The increasing demand for electric vehicles (EVs) has brought new challenges in managing battery thermal conditions, particularly under high-power operations. This paper provides a comprehensive review of battery thermal management systems (BTMSs) for lithium-ion batteries, focusing on conventional and advanced cooling strategies. The primary objective of this study is to assess and compare the effectiveness of various cooling approaches, including air-based, liquid-based, phase change material (PCM)-based, and hybrid systems. This review paper reveals that while traditional air- and liquid-based systems offer certain benefits such as simplicity and cooling efficiency, they are constrained by limitations in thermal conductivity and energy consumption. In contrast, PCM-based systems, despite their poor thermal conductivity, provide stable temperature regulation without requiring additional energy input. To overcome these limitations, the integration of thermal conductivity enhancers (TCEs) like carbon fibers, expanded graphite, and metal foams into PCMs significantly improves their performance. For instance, composite PCM (CPCM) enhanced with expanded graphite shows a marked improvement in thermal conductivity, increasing from 0.2 Wm−1 K−1 to 16.6 Wm−1 K−1, resulting in battery temperature reductions by up to 28%. Additionally, hybrid systems that combine active cooling with CPCMs, particularly when using nanoenhanced PCM with additives like graphene and metallic nanoparticles, demonstrate superior cooling efficiency, with temperature reductions of up to 50% compared to traditional systems. The uniqueness of this paper lies in its detailed comparison of the various BTMS strategies, including a thorough evaluation of hybrid systems that merge passive and active cooling techniques. We also explore the potential of nanoenhanced PCMs and hybrid CPCM systems, which offer significant advantages for high-power battery applications by providing both efficient heat dissipation and improved battery longevity. By synthesizing recent advancements in this field, this review highlights the most promising thermal management strategies, paving the way for future innovation in BTMS design for electric vehicles.

Abstract Image

基于液体冷却和纳米添加剂的复合相变材料高效电动汽车电池热管理系统的研究进展
随着市场对电动汽车需求的不断增长,对电池热工况的管理提出了新的挑战,尤其是在大功率工况下。

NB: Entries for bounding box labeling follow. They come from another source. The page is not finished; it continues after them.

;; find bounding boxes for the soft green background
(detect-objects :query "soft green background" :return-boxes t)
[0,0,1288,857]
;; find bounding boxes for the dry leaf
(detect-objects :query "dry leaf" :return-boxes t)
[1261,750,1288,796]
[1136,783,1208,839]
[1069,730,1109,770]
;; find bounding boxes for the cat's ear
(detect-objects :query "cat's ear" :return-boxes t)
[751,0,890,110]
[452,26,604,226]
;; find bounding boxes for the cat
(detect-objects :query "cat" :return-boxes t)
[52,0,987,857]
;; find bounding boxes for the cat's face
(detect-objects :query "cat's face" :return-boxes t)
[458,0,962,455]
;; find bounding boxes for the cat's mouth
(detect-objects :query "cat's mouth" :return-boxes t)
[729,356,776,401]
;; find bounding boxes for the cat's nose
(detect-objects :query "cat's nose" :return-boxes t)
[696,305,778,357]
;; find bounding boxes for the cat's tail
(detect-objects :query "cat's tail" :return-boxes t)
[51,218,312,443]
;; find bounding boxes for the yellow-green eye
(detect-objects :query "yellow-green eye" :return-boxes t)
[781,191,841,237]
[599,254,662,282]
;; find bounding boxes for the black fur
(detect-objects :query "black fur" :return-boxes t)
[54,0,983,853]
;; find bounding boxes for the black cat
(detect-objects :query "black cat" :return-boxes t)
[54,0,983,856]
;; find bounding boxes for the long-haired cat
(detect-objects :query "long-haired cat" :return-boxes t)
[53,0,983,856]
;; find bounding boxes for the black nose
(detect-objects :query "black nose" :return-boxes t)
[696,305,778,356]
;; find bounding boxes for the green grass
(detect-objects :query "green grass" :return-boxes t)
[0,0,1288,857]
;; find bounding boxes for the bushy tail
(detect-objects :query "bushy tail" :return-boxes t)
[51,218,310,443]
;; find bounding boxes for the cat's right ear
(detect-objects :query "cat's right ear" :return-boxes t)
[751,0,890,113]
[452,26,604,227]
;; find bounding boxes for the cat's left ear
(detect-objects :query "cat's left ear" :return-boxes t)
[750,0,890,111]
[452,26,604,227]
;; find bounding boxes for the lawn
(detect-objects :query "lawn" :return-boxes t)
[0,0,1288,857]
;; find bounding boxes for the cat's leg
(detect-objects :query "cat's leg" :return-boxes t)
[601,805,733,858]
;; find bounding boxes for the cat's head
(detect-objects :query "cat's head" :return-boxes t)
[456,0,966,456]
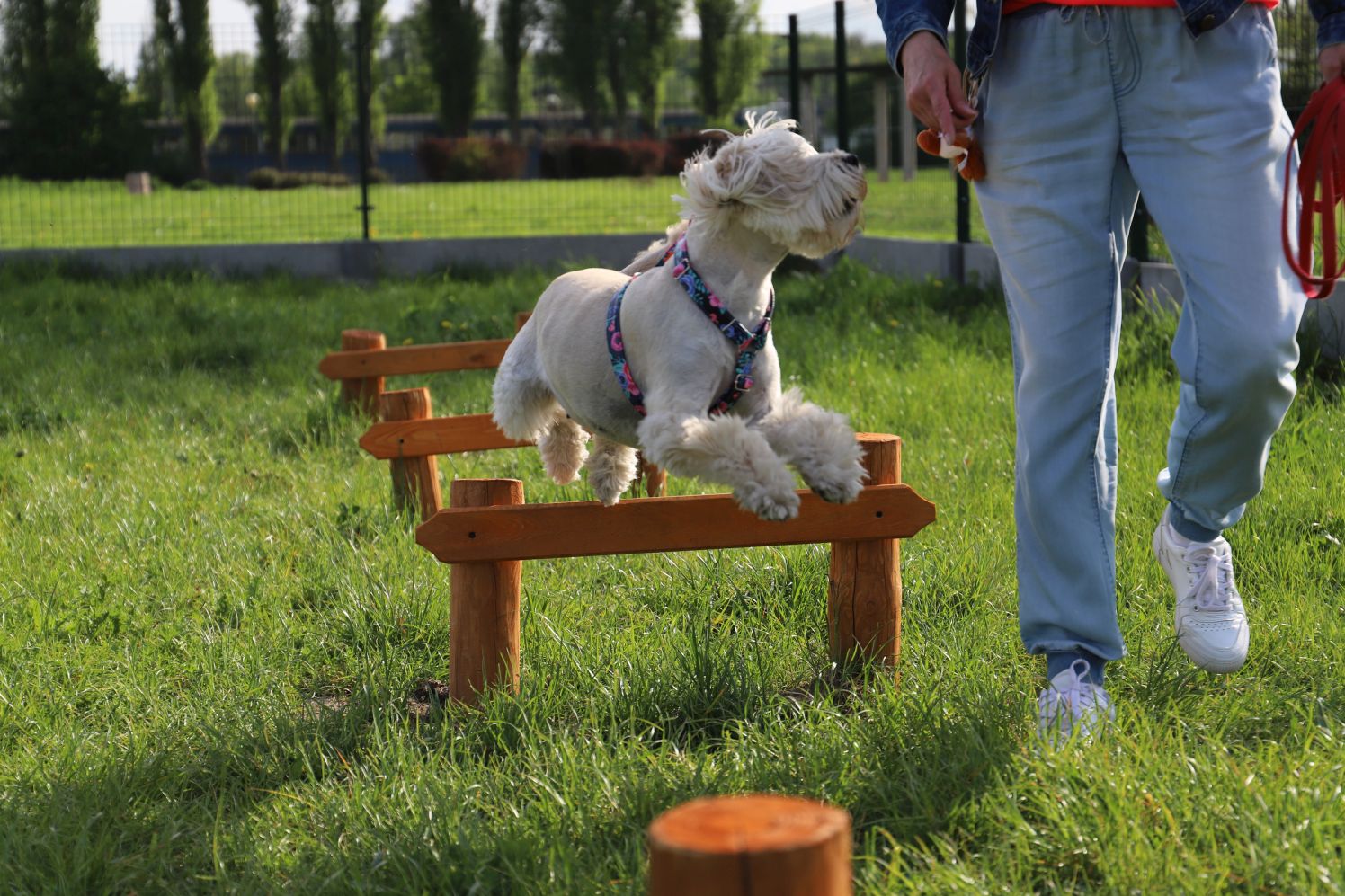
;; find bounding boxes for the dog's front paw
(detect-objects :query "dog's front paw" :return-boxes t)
[808,463,868,504]
[733,485,799,522]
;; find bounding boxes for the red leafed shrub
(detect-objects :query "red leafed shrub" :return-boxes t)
[539,140,667,178]
[664,130,729,175]
[415,138,527,181]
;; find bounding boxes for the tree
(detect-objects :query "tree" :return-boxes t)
[132,36,177,119]
[155,0,219,178]
[378,16,439,114]
[0,0,149,181]
[495,0,542,143]
[214,51,257,117]
[304,0,350,171]
[247,0,295,171]
[415,0,485,138]
[545,0,616,135]
[353,0,387,168]
[623,0,684,136]
[695,0,765,124]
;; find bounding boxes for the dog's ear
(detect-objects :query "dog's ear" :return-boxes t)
[706,138,746,206]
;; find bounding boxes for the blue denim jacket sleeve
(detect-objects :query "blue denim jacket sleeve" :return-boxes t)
[1307,0,1345,49]
[877,0,952,74]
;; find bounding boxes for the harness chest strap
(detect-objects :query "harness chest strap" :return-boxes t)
[607,234,775,417]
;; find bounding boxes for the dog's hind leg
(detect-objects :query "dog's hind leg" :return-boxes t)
[637,412,799,519]
[491,320,561,441]
[588,436,637,507]
[760,389,865,504]
[537,405,589,485]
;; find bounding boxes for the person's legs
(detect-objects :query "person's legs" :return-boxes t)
[976,8,1136,682]
[1118,5,1306,672]
[1120,4,1306,541]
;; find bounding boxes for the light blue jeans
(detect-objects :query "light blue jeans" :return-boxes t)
[976,5,1305,661]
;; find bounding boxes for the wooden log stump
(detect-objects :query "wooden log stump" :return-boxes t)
[378,389,442,520]
[340,330,387,417]
[827,433,901,665]
[648,794,852,896]
[448,479,523,706]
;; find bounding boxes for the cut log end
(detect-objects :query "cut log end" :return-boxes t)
[648,794,852,896]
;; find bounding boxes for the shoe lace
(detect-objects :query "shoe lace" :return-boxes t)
[1037,660,1106,721]
[1185,545,1234,609]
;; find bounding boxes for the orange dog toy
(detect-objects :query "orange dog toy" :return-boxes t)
[916,128,986,181]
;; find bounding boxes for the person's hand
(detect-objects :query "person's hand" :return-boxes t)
[901,31,979,140]
[1317,43,1345,84]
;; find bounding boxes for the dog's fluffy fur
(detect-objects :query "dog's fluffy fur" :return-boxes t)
[494,116,866,519]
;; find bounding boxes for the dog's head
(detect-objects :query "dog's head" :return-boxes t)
[676,113,868,258]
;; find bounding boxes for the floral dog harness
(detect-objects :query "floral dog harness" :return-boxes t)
[607,234,775,417]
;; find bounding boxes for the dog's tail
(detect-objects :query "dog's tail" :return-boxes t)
[621,221,691,277]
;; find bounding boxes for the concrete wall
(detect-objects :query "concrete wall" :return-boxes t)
[0,234,1345,358]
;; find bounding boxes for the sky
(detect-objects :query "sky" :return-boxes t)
[98,0,881,70]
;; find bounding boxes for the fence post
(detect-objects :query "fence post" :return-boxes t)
[827,433,901,665]
[873,73,892,183]
[837,0,850,152]
[448,479,523,706]
[378,387,441,520]
[1130,197,1150,261]
[340,330,387,417]
[648,794,854,896]
[789,14,803,121]
[952,0,971,244]
[355,14,372,242]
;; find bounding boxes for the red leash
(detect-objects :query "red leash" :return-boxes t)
[1279,76,1345,298]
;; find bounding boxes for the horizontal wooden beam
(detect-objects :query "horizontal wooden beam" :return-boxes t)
[317,339,511,379]
[415,485,935,563]
[359,414,532,460]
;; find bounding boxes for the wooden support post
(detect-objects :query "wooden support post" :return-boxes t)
[648,794,854,896]
[378,389,442,520]
[340,330,387,417]
[448,479,523,706]
[635,453,669,498]
[827,433,901,665]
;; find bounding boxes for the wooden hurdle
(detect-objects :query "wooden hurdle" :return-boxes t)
[317,311,532,416]
[648,794,854,896]
[415,433,935,705]
[317,321,667,519]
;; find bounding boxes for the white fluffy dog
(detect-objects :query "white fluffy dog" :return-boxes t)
[494,116,868,519]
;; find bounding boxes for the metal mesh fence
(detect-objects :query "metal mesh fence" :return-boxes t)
[0,0,1318,247]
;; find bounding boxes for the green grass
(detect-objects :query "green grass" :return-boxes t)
[0,256,1345,893]
[0,168,984,249]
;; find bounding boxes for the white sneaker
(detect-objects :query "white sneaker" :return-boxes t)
[1037,660,1117,744]
[1154,510,1248,672]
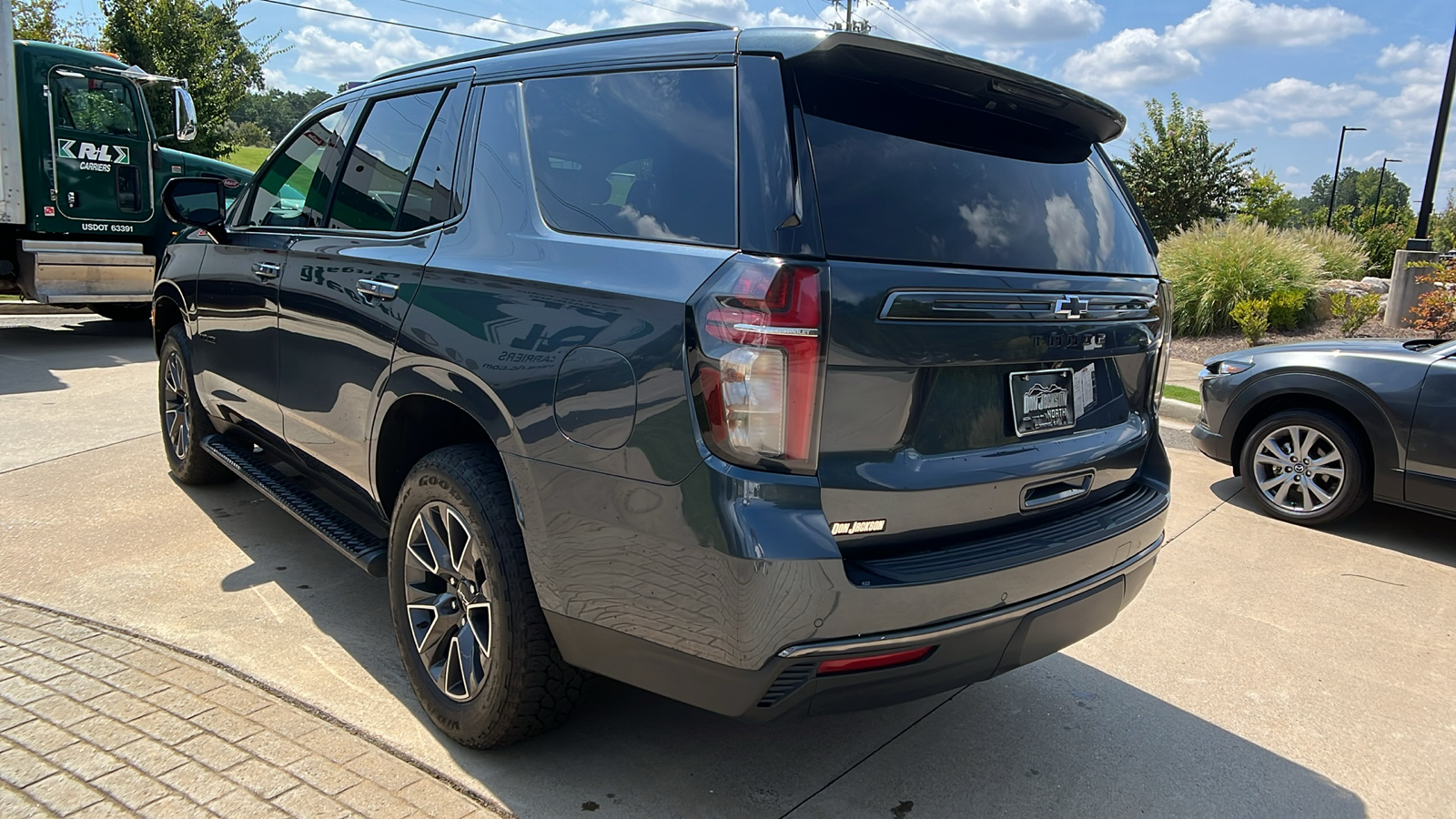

本文对锂离子电池热管理系统(btms)进行了综述,重点介绍了传统和先进的冷却策略。本研究的主要目的是评估和比较各种冷却方法的有效性,包括空气基、液体基、相变材料(PCM)基和混合系统。这篇综述表明,虽然传统的空气和液体系统具有简单和冷却效率等优点,但它们受到导热性和能量消耗的限制。相比之下,基于pcm的系统尽管导热性差,但在不需要额外能量输入的情况下提供稳定的温度调节。为了克服这些限制,将导热增强剂(tce)如碳纤维、膨胀石墨和金属泡沫集成到pcm中,可以显着提高其性能。例如,用膨胀石墨增强的复合PCM (CPCM)的导热系数显著提高,从0.2 Wm−1 K−1增加到16.6 Wm−1 K−1,导致电池温度降低高达28%。此外,将主动冷却与cpcm相结合的混合系统,特别是在使用含有石墨烯和金属纳米颗粒等添加剂的纳米增强PCM时,显示出卓越的冷却效率,与传统系统相比,温度降低高达50%。本文的独特之处在于对各种BTMS策略的详细比较,包括对合并被动和主动冷却技术的混合系统的全面评估。我们还探索了纳米增强型pcm和混合CPCM系统的潜力,它们通过提供高效的散热和延长电池寿命,为大功率电池应用提供了显著的优势。通过综合该领域的最新进展,本文重点介绍了最有前途的热管理策略,为未来电动汽车BTMS设计的创新铺平了道路。
本文章由计算机程序翻译,如有差异,请以英文原文为准。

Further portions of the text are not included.